I. Semis à demeure. Il faut environ soixante ans, pour qu’un noyer soit dans sa grande force : il est rare que celui qui le sème voie sa plus grande élévation ; mais un père de famille vit dans ses enfans, & sa plus douce satisfaction est de travailler pour eux. Du semis à demeure, il résulte que la noix enfonce profondément son pivot en terre ; que la pousse de la tige gagne plus de dix ans en avance, sur la noix semée en même temps dans la pépinière, & dont l’arbre a été ensuite replanté ; le tronc s’élève beaucoup plus haut, plus droit, & on est le maître de l’arrêter à la hauteur qu’on désire, soit en retranchant son sommet, soit en élaguant les branches inférieures.
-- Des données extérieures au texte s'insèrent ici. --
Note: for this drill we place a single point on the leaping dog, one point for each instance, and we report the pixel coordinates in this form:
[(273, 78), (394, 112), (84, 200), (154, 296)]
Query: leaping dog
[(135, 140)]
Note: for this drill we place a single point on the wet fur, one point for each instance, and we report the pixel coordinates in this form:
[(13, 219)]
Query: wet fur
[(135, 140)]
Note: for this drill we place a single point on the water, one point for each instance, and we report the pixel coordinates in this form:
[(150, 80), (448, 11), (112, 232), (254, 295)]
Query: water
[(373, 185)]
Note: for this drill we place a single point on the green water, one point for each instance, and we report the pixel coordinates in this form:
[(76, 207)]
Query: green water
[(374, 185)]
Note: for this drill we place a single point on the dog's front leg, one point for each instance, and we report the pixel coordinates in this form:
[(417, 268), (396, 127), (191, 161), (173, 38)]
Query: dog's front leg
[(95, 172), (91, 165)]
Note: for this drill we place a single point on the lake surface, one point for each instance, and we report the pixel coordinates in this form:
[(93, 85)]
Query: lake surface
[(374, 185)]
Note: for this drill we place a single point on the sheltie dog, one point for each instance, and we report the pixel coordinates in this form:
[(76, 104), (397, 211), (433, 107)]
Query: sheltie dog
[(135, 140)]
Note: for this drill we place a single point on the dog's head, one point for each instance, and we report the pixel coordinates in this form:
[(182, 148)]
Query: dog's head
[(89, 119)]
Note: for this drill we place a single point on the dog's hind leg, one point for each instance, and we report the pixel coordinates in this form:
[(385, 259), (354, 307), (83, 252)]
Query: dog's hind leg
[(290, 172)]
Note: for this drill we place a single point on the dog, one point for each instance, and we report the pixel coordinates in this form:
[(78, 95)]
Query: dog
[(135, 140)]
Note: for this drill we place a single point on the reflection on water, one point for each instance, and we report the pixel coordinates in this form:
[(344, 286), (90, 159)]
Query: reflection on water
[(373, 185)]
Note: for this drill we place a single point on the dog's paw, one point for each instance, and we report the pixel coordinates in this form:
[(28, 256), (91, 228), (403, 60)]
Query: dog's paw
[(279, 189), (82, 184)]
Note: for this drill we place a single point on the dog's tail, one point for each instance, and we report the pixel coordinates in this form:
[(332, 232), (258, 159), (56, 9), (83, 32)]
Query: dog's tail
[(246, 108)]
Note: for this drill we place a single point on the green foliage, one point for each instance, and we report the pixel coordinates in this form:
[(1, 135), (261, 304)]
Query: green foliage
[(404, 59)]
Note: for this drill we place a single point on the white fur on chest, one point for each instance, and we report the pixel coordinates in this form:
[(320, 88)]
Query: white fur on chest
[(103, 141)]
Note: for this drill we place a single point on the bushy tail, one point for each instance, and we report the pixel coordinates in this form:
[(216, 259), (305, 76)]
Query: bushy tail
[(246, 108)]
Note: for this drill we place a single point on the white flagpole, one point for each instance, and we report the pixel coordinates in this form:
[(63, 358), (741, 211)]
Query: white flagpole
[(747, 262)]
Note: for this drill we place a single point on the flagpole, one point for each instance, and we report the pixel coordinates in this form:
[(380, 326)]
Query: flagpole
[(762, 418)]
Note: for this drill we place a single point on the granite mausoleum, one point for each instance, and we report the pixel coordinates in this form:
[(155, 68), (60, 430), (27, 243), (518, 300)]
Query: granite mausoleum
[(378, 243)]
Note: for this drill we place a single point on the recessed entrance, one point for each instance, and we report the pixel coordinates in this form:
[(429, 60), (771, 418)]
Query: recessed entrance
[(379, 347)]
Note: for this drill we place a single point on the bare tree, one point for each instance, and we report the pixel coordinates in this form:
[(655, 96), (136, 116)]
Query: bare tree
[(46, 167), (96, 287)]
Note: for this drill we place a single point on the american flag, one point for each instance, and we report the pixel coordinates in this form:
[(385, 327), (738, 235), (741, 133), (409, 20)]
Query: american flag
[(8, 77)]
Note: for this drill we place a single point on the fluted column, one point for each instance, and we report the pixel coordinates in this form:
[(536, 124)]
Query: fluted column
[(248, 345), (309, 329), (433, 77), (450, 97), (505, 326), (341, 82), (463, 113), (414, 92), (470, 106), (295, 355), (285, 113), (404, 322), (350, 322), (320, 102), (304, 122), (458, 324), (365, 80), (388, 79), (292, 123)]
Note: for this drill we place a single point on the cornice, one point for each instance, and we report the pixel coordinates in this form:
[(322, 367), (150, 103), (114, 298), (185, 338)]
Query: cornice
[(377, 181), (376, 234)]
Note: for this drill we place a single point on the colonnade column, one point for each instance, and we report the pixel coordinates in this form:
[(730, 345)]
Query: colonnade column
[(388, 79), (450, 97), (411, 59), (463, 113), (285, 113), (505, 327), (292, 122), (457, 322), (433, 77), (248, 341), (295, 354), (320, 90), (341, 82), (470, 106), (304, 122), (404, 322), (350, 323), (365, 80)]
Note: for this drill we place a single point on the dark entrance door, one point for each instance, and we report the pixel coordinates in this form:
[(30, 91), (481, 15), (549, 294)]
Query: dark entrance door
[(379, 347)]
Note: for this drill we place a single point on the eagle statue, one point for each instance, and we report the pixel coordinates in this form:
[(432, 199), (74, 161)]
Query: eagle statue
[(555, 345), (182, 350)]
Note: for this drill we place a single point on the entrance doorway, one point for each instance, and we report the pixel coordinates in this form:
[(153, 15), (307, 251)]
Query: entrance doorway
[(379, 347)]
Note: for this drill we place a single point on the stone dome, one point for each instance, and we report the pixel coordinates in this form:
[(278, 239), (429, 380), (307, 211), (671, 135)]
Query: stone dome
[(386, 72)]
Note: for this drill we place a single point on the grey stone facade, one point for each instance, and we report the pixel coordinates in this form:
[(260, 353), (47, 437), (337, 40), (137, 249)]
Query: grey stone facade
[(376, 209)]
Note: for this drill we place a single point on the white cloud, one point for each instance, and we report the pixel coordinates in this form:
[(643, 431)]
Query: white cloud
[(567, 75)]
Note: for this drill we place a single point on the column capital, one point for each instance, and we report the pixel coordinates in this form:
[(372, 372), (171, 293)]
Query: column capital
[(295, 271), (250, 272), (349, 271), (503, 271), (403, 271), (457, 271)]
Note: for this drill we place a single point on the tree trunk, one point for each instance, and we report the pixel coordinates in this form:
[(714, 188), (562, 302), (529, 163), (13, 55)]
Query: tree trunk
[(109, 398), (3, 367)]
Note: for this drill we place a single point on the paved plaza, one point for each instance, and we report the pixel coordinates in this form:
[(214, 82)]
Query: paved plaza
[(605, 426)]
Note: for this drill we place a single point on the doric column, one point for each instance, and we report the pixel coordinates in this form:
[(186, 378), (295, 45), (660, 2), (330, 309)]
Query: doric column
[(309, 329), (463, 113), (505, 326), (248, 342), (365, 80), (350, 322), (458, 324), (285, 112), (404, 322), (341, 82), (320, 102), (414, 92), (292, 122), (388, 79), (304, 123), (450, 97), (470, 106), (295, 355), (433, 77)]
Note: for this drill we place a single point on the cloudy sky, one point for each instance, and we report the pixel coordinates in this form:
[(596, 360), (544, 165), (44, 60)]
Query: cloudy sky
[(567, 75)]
Tout le monde sait à quel bon prix on vend un beau tronc de noyer, soit pour la menuiserie, soit pour la construction des fortes machines, &c. Cet arbre mérite donc, à tous égards, qu’on s’occupe sérieusement de sa culture. L’hiver de 1709 en fit périr la majeure partie en France & en Europe, & les Hollandois, qui ont toujours les yeux ouverts sur leurs intérêts, firent une spéculation ; ils achetèrent presque tous ces arbres, & les revendirent ensuite très-chèrement, pendant un grand nombre d’années. Au moyen du semis à demeure, il est possible de couvrir de verdure les masses & les chaînes de rochers, pourvu qu’ils présentent des scissures ; la racine ou pivot du noyer va profondément chercher sa nourriture, & comme son travail & ses efforts sont continuels, on a vu de telles racines séparer des blocs, des couches de rochers d’une prodigieuse grosseur. Il n’est pas à craindre que les ouragans les plus furieux enlèvent ces arbres à pivots, comme ceux qui ont été replantés ; ils les rompront & les briseront plutôt. Je doute qu’il existe aucun arbre dont le pivot s’enfonce plus profondément, dès qu’il ne trouve pas une résistance invincible ; alors, il donne très-peu de chevelus & de racines latérales. L’expérience a prouvé que le volume des branches est toujours en raison de celui des racines ; il n’est donc pas surprenant qu’un pivot aussi prodigieux fasse un effort incroyable, lorsqu’il se trouve gêné entre deux blocs, ou entre deux couches, & qu’à la longue il les sépare.

Il y a deux époques pour les semis, l’une, aussitôt que la noix, est mûre, & l’autre après l’hiver : cette opération sera décrite ci-après.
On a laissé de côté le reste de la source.